Targeted Oncology™: What is the rationale for using combination IO therapy such as durvalumab and tremelimumab alongside chemotherapy in the first-line setting?

Edward B. Garon, MD: We are now several years into our development of immunotherapies in non-small cell lung cancer. We clearly have had, in some cases, really spectacular activity of single-agent inhibition with PD-1 or PD-L1 inhibitors. However, unfortunately, the great majority of patients do relapse, and so there's been an interest in giving additional therapies. Chemotherapy has been one of the therapies that people have added and that has led to significant success. Really adding a PD-1 inhibitor, for instance to chemotherapy leads to much better outcomes than chemotherapy alone. The agent has been a little trickier to figure out what to do with or agents that it is really the CTLA-4 inhibitors. So CTLA-4 inhibition actually was the initial approved checkpoint inhibitor approved in melanoma where there is some single-agent activity. In lung cancer, we really haven't necessarily seen that and even less we have an approved agent that was available for melanoma and that clearly is important in immune destruction of tumors. There have been multiple attempts to develop a combined inhibition of CTLA-4 inhibitors along with PD-1 inhibitors with or without chemotherapy. And right now, there are actually two of those approaches that are approved. One is in PD-L1 positive patients, the combination of ipilimumab and nivolumab and then also a combination of two cycles of chemotherapy along with ipilimumab and nivolumab.

Targeted Oncology™: Can you discuss the design of the POSEIDON Trial?

Edward B. Garon, MD: In addition to the two regimens that I mentioned that are currently approved, the combination of nivolumab and ipilimumab with chemotherapy or nivolumab and nivolumab alone in patients that have PD-L1 expression of 1% or greater, we now have data on the POSEIDON study, which looked at tremelimumab rather than ipilimumab as the CTLA-4 inhibitor, and it included a PD-L1 inhibitor durvalumab rather than the PD-1 inhibitor nivolumab. So, the POSEIDON study is a large study of approximately 1,000 patients who were randomized 1:1:1 to three arms. Each arm got the standard of chemotherapy, the arm with durvalumab would receive durvalumab along with chemotherapy and then in maintenance, and then the arm with durvalumab and tremelimumab was the same except for they also got tremelimumab during the chemotherapy and then for one treatment after the chemotherapy portion had ended. That was the design of the study. It was an international study and the main endpoints that were assessed were progression-free survival and overall survival.

Targeted Oncology™: Can you briefly summarize the POSEIDON data that was presented last year at World Lung?

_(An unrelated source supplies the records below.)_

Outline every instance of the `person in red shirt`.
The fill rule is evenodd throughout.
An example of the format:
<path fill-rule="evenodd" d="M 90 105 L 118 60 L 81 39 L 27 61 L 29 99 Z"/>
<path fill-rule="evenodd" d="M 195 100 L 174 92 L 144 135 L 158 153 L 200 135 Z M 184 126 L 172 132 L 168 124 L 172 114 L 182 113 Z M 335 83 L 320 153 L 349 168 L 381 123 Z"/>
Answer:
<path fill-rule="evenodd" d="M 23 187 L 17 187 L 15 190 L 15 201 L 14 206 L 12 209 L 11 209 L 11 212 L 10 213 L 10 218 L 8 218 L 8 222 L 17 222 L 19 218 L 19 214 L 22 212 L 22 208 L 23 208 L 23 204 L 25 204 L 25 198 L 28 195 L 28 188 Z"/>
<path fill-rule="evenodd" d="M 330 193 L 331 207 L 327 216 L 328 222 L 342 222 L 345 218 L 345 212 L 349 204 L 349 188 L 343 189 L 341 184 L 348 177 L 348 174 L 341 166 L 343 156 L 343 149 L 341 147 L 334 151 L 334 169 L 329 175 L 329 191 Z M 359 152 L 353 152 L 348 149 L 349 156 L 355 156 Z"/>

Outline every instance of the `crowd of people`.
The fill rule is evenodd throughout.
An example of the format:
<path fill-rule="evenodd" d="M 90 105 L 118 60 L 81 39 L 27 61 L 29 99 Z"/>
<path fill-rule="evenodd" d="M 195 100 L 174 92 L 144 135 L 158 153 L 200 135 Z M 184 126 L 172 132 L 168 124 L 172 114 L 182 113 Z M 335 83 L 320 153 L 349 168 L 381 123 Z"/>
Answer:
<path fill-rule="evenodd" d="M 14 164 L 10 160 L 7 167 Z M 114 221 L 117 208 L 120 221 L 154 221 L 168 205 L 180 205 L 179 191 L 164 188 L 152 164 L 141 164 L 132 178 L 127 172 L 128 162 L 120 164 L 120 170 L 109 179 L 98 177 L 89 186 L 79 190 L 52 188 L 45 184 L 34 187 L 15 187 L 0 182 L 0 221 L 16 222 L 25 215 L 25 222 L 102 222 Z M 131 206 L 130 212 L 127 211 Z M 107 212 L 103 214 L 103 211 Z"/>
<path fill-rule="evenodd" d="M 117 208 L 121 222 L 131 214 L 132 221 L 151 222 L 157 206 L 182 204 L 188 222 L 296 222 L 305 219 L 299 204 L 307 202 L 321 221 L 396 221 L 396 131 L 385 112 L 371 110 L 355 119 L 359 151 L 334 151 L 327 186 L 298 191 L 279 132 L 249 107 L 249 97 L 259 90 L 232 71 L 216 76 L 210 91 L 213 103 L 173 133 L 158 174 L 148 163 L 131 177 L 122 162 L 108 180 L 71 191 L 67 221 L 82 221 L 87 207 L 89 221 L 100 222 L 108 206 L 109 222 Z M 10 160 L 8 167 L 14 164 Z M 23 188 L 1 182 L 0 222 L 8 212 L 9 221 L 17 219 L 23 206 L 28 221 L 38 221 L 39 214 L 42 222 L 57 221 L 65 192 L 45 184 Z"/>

Edward B. Garon, MD: The original data for the POSEIDON study was presented in 2021 at the World Conference for Lung Cancer and in that presentation, they looked at the three arms. There was an improvement for progression-free survival in both of the immune checkpoint inhibitor arms but for survival the durvalumab alone arm fell a little short but the durvalumab plus tremelimumab was significantly better than chemotherapy alone. This led to sort of the standard type of benefits we have seen with PD-1 or PD-L1 inhibitors, you see an improvement at the median, as well as a higher plateau for the curve. The tolerability of the combination of the four drugs was quite good. There are of course some toxicities that are seen when one adds a CTLA-4 inhibitor, one of the main ones that gets added is colitis, which can be seen with a PD-1 or PD-L1 inhibitor, but it's seen fairly rarely in those and generally are not a toxicity that really overwhelmed the symptom burden. But you can see that more with CTLA-4 inhibitors. But nonetheless, when looks at issues like whether or not patients needed to stop therapy, the tolerability was certainly reasonable with the four-drug regimen, and importantly, the outcomes, including progression-free survival, and overall survival were better in the chemotherapy plus durvalumab and tremelimumab arm.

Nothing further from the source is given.